FALSE. The lymph nodes that need to be dissected for surgical staging of cancer are included in the preparation, provided that the principles of surgical oncology are followed faithfully. They are not removed one by one under sight and touch. It is therefore clear that open surgery offers absolutely nothing more in this area as well. Furthermore, if a matter of vision were raised, the laparoscopic technique would be superior by definition, due to the enlarged field of view it provides for.

– “Possible bleeding cannot be controlled laparoscopically”
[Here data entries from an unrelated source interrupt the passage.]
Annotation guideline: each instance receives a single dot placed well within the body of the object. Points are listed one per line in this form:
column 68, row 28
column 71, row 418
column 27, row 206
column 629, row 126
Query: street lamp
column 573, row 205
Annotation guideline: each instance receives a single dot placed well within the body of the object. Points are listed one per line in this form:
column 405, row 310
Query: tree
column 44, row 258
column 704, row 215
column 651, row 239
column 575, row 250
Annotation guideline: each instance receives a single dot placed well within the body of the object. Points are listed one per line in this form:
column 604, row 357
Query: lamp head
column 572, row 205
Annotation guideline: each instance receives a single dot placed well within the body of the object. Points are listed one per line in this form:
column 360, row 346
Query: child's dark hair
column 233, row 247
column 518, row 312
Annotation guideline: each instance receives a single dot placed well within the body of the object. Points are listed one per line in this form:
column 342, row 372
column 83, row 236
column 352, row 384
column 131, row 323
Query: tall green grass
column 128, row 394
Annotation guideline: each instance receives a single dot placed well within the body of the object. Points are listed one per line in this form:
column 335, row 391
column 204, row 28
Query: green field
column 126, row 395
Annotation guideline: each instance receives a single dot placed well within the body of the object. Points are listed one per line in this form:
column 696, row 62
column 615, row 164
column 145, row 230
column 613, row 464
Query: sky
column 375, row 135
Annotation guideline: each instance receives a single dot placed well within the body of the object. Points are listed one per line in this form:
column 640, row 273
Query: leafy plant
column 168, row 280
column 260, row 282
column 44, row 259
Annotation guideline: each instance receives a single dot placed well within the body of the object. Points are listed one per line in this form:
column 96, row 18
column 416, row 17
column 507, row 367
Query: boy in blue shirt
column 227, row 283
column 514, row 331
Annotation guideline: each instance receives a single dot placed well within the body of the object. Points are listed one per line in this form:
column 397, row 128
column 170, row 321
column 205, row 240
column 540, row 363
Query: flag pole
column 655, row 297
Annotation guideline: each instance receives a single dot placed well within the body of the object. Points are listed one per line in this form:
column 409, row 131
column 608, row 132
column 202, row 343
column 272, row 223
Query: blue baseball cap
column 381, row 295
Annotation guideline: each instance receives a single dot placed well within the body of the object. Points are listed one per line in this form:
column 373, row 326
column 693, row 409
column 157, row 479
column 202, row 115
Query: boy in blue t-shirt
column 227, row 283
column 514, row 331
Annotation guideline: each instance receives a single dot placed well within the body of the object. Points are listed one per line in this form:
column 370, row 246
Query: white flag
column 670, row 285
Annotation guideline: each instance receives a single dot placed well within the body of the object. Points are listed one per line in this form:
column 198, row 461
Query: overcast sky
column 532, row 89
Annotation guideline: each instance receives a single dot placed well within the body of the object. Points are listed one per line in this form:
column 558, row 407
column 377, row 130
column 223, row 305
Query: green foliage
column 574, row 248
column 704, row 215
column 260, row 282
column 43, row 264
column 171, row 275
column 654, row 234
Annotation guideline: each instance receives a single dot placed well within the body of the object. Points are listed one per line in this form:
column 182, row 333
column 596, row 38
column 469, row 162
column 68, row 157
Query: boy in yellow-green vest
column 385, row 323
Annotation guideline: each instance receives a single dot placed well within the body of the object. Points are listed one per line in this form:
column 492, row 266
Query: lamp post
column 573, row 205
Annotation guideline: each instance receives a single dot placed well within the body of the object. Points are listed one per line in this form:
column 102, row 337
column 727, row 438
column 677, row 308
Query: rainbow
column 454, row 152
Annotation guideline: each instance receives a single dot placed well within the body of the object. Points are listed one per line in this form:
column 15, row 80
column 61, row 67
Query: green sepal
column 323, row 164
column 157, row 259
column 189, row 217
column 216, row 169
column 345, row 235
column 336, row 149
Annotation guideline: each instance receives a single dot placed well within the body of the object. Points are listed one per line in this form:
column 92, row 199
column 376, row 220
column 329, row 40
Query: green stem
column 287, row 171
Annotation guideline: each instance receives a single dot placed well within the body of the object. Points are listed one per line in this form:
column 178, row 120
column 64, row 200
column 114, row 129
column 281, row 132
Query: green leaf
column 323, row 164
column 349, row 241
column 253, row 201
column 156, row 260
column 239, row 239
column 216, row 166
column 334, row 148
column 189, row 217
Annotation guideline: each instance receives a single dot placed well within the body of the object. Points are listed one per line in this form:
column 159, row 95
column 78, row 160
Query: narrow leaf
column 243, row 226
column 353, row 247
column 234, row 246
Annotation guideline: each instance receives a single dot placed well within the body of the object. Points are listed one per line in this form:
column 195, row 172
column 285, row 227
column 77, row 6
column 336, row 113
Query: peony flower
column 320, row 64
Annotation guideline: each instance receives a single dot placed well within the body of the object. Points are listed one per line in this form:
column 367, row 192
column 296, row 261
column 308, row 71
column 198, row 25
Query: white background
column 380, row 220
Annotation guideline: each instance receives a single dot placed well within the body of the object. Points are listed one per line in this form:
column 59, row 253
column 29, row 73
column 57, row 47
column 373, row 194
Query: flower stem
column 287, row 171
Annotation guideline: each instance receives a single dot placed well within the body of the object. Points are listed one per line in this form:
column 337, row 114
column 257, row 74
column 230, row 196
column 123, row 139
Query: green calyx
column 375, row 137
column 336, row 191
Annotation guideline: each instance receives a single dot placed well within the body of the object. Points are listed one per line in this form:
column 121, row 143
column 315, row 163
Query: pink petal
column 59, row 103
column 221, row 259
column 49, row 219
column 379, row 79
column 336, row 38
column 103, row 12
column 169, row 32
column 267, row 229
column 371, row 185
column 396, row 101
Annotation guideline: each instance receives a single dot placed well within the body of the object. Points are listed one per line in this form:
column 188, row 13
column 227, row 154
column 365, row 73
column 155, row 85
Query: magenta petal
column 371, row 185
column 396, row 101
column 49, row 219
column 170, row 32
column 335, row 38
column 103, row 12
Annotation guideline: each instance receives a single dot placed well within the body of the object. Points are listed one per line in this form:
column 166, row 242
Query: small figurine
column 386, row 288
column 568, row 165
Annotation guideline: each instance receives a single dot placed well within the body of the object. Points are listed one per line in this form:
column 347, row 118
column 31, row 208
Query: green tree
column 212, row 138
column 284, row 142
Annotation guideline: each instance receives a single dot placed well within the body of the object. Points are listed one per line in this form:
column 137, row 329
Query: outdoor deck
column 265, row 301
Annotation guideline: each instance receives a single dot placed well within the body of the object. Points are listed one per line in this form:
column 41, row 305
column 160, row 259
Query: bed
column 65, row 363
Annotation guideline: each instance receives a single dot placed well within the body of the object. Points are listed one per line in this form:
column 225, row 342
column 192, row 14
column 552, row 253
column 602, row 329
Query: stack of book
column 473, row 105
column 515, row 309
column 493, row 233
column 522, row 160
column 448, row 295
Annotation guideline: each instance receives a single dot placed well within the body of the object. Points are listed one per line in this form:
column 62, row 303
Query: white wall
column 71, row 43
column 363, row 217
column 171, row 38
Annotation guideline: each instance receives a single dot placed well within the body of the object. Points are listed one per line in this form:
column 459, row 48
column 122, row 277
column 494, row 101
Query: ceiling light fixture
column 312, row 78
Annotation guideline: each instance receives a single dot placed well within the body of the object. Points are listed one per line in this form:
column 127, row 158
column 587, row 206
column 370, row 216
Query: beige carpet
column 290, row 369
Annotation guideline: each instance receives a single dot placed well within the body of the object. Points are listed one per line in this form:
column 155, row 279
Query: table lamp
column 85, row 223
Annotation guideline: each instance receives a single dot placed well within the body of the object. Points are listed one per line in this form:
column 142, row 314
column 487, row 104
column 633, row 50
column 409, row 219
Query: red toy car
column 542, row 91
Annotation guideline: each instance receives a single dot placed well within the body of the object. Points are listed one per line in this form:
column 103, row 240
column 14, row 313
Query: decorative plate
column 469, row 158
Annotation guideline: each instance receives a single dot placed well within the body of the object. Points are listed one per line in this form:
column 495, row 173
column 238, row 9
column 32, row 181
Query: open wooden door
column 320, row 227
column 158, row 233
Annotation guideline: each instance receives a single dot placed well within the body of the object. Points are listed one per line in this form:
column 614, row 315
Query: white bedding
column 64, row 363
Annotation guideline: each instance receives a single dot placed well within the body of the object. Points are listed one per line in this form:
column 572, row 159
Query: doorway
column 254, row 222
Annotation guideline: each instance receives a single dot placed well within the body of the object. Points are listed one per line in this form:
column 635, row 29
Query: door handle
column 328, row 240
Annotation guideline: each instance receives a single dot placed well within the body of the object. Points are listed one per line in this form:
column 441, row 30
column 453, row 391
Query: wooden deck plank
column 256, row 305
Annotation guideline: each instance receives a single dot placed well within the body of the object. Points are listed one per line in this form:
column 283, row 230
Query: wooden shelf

FALSE. An oncological operation is performed on clear embryological vessels that lack vessels. However, if there are possible minor hemorrhages, they can be controlled very easily. In the case of bleeding from a larger vascular stem, the doctor trained in advanced laparoscopic surgery can also check it with increased vision, focused, without causing damage to neighboring structures. In cases of massive hemorrhage, it is possible to divert the surgery to an open one to ensure the patient’s health.

– “Special training is needed for laparoscopic oncological surgery”

TRUE. Although surgical oncology is an entity according to the above, laparoscopic cancer surgeries require special manipulations, great ease with laparoscopic tools, and training in advanced laparoscopic surgery.

– “Not all laparoscopic cancers can be operated on”

FALSE. With few exceptions, almost all malignancies related to general surgery can now be operated on laparoscopically, regardless of location, stage, or type. For colon, small intestine , and rectal cancers, laparoscopic access is the golden rule in all developed countries. The same goes for stomach cancer. Laparoscopic hepatectomy for malignancies has been around since 2000. Even pancreatic cancer can be treated in the same way, but currently only in specialized centers.

– “The laparoscopic technique that fills the abdomen with air, causes the spread and metastasis of cancer”

FALSE. The claim of peritoneal cancer cell implants during laparoscopy from the circulation of the administered gas has been refuted for many years by a number of publications. The same has happened with metastasis and tumor growth in the entry holes of laparoscopic instruments in the abdomen. They were the result of poor technique and insufficient oncological prophylaxis at the onset of laparoscopic surgery. Phenomena that are now completely eliminated.

– “Why should I prefer laparoscopic access?”

Because the incisions are much smaller, the stress on the body is minimal. Because the mobilizations, the manipulations, the injuries to the tissues, the bleeding are less. Because the patient experiences less pain, mobilizes and eats faster. Typically, the patient may drink fluids the day after surgery. Because recovery, return to home, and return to normal activity are faster. Because it is the technique that has been established in all developed countries for many years already.

“The patient is entitled to seek laparoscopic surgery”

TRUE. Although it is an inalienable right of every patient to choose their surgeon and the way they will be operated on, they have the right to request and choose laparoscopic surgery at the times we live. Not because it is something new and innovative, but already something old, which has even successfully passed the test in time for decades. In addition, he will benefit from all the advantages, making the surgery experience less unpleasant and painful.

It is proven that cancer is not a contraindication to the laparoscopic surgery. On the contrary, and as long as the oncology standards are being faithfully followed, it is considered the gold standard worldwide. For better or for worse, open surgery tends to be past, and claims of its superiority only confuse and misinform patients, artfully leading them to erroneous anachronistic choices and fear of having laparoscopic surgery. This should be eliminated because such tactics have dramatically delayed the modernization and the era of minimally invasive surgery in our country.